In fact, it is the same as above. As long as you know the calculations and formulas in Excel, you can directly apply them to the code. This way, even if you are a programmer, you can basically master the application rules of formulas, because as long as you know Excel, the code is as follows :


Merge and split Excel cells

Excel is probably already introduced, but the blogger just remembered that there should be a common operation method, which is to merge cells. Here we also look at a piece of code:


The merge is also the operation table structure. Here we merge the numbers of the table just above. You can see that we have merged all the cells from A1 to E1. At the same time, the merged cells display the contents of the first cell.

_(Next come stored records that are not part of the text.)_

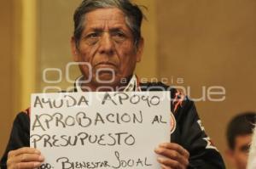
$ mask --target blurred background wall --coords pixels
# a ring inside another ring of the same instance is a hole
[[[0,1],[1,155],[13,119],[29,106],[31,93],[73,87],[66,66],[72,60],[72,19],[79,2]],[[224,157],[227,122],[239,112],[256,110],[256,1],[136,2],[148,7],[145,51],[137,73],[147,81],[182,86],[190,98],[201,99],[199,114]],[[68,72],[71,79],[79,75],[75,66]],[[212,86],[224,88],[224,101],[203,99]]]

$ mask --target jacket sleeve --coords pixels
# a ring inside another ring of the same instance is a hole
[[[176,91],[177,92],[177,91]],[[176,94],[177,96],[177,94]],[[194,102],[187,97],[177,97],[172,103],[178,128],[179,138],[174,140],[186,149],[189,154],[189,169],[223,169],[224,161],[207,135],[199,118]],[[175,134],[175,133],[174,133]],[[177,134],[177,133],[176,133]]]
[[[7,168],[6,161],[9,151],[21,147],[29,147],[29,115],[26,112],[19,113],[14,121],[10,137],[5,152],[1,159],[1,169]]]

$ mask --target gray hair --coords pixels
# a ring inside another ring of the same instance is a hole
[[[118,8],[125,14],[126,25],[132,32],[134,45],[137,48],[142,37],[141,25],[143,19],[145,16],[139,7],[132,4],[130,0],[84,0],[73,14],[73,37],[77,48],[79,47],[79,40],[84,28],[84,24],[86,13],[104,8]]]

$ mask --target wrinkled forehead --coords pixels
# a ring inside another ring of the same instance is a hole
[[[85,23],[98,21],[125,24],[125,15],[117,8],[97,8],[85,14]]]

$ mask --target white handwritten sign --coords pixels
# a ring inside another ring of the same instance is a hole
[[[154,149],[170,141],[169,92],[32,95],[31,147],[40,168],[160,168]]]

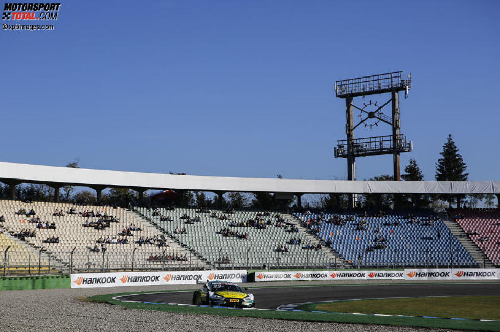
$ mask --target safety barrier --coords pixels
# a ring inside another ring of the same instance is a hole
[[[76,273],[70,275],[72,288],[116,286],[153,286],[196,284],[198,281],[220,280],[238,283],[247,281],[246,270],[182,271],[108,273]]]
[[[336,280],[498,280],[500,269],[406,269],[404,271],[275,271],[257,272],[255,282]]]
[[[3,291],[69,288],[67,275],[0,278],[0,290]]]

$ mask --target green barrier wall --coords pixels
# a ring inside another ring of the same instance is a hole
[[[0,291],[69,288],[68,275],[0,278]]]

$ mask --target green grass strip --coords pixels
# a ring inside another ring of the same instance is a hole
[[[159,292],[165,292],[160,291]],[[172,291],[179,291],[178,290]],[[148,292],[152,293],[152,292]],[[98,302],[107,302],[111,304],[126,308],[144,309],[184,314],[198,314],[226,317],[246,317],[270,319],[285,319],[302,321],[337,322],[356,324],[373,324],[420,327],[441,328],[484,331],[499,331],[500,323],[495,322],[481,322],[473,320],[453,320],[451,319],[424,318],[422,317],[398,317],[374,316],[342,314],[339,313],[311,313],[278,311],[243,310],[225,309],[199,307],[186,307],[168,304],[146,304],[126,303],[113,300],[112,297],[120,295],[138,294],[113,294],[96,295],[90,298]]]
[[[452,296],[339,301],[301,306],[304,310],[431,316],[500,320],[500,296]]]

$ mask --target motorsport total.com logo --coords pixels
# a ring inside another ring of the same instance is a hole
[[[33,21],[57,19],[60,3],[5,3],[3,20]]]

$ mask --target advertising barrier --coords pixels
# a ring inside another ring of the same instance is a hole
[[[72,288],[196,284],[198,280],[236,283],[247,279],[246,270],[75,273],[70,275]]]
[[[403,280],[402,271],[277,271],[255,272],[256,282],[314,280]]]
[[[405,269],[405,280],[451,280],[451,269]]]
[[[405,280],[496,280],[500,269],[406,269]]]
[[[256,282],[314,280],[497,280],[500,269],[406,269],[403,271],[276,271],[255,272]]]
[[[453,280],[496,280],[500,278],[500,269],[453,269]]]

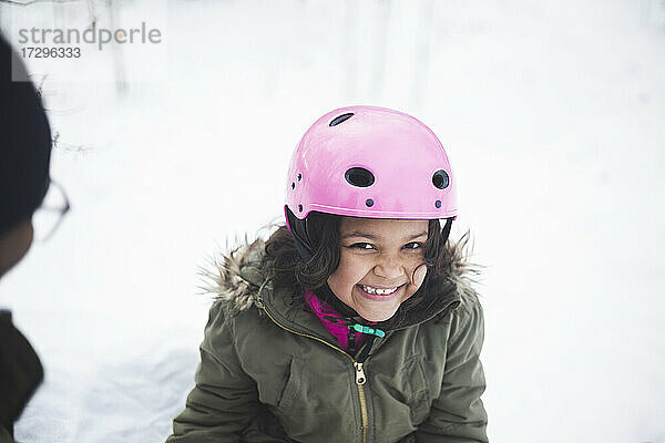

As the saying goes, splitting occurs when there is a merge, and we also need to split the cells. In this way, we will split the cells that were merged first into the original state. The code is as follows:


Very simple, just add an un in front of the code, but there is one thing to note here. Just merge the cells. The default is filled with the data in the first cell, but splitting the cells will not automatically fill the data. The original whole data is displayed in the first cell, and other split cells do not display any data.

Having summarized so much, I believe it will be helpful to friends who often use Excel. If you write it, you can remember to like it!